The White House’s pick to field new technologies across the military faster says most U.S. companies want to sell to the Pentagon, but they don’t understand what the military needs.
“One of the things I’ve observed over the last few years is that the vast majority of American [tech] companies want to serve our nation, they want to develop and deliver capabilities to our warfighters. Sometimes they don’t always understand, from a threat-informed perspective, what our key operational problems are,” said James Caggy, the nominee for assistant defense secretary for mission capabilities, one of three roles designed to replace the Pentagon’s chief technology officer position.
That misunderstanding can result in a mismatch when a new technology works in a lab or a narrow scenario but can’t be used broadly—a phenomenon called the “Valley of Death.”
Caggy, who is a former technologist for Amazon Web Services and ex-advisor for the Pentagon’s Strategic Capabilities Office, spoke at his Senate confirmation hearing on Tuesday.
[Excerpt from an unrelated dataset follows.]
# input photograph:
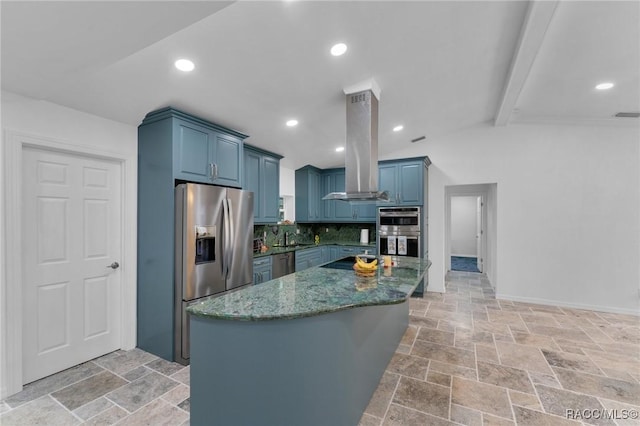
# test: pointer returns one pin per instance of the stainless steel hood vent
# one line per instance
(361, 153)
He said his main goal would be to build industry relationships beyond tech and provide them “a threat-informed picture of what we are currently dealing with out in the operating environment and what we may be dealing with in the next few years.”
Caggy will be the first to serve in this role. In 2023, the Pentagon divvied up its chief technology officer responsibilities to three assistant defense secretaries: one for science and technology, to lead policy and oversight of research and development; one for critical technologies, such as microelectronics; and one for mission capabilities, which is designed to get new tech out of a lab and onto the battlefield
“We often hinder ourselves with our own bureaucracy, with overly burdensome rules and regulations” that block rapid prototyping and experimentation, Caggy testified.
In responses to policy questions, Caggy elaborated on his priorities for the new office, including working with newer defense tech startups and increasing the “number of joint prototyping and experimentation exercises over the next year, so we identify and fix problems early and get capabilities into warfighters’ hands faster,” he wrote.
“The metric I care about is speed with credibility: how quickly we can prove that a technology works and field it at scale. If confirmed, I’ll work to implement policy how we measure and how we can shorten both timelines, without compromising safety or effectiveness.”
Senators also heard testimony from Joseph Jewell, who is nominated to be assistant defense secretary for science and technology. Jewell is an aeronautics professor at Purdue University, specializing in hypersonics.
When asked about new tech threats, Jewell cited drones that can tunnel underground.
“It’s something that can be wielded against the United States both by peer and near-peer adversaries and potentially by insurgencies and other smaller, even individual threats,” he said, noting that small businesses would be best suited to come up with solutions. “Some of the most interesting ideas on these, kind of, new threats or newly recognized threats come from small businesses. And so, the SBIR and STTS programs, I think, can be critical in terms of getting more new ideas in the pipeline to address those kinds of threats.”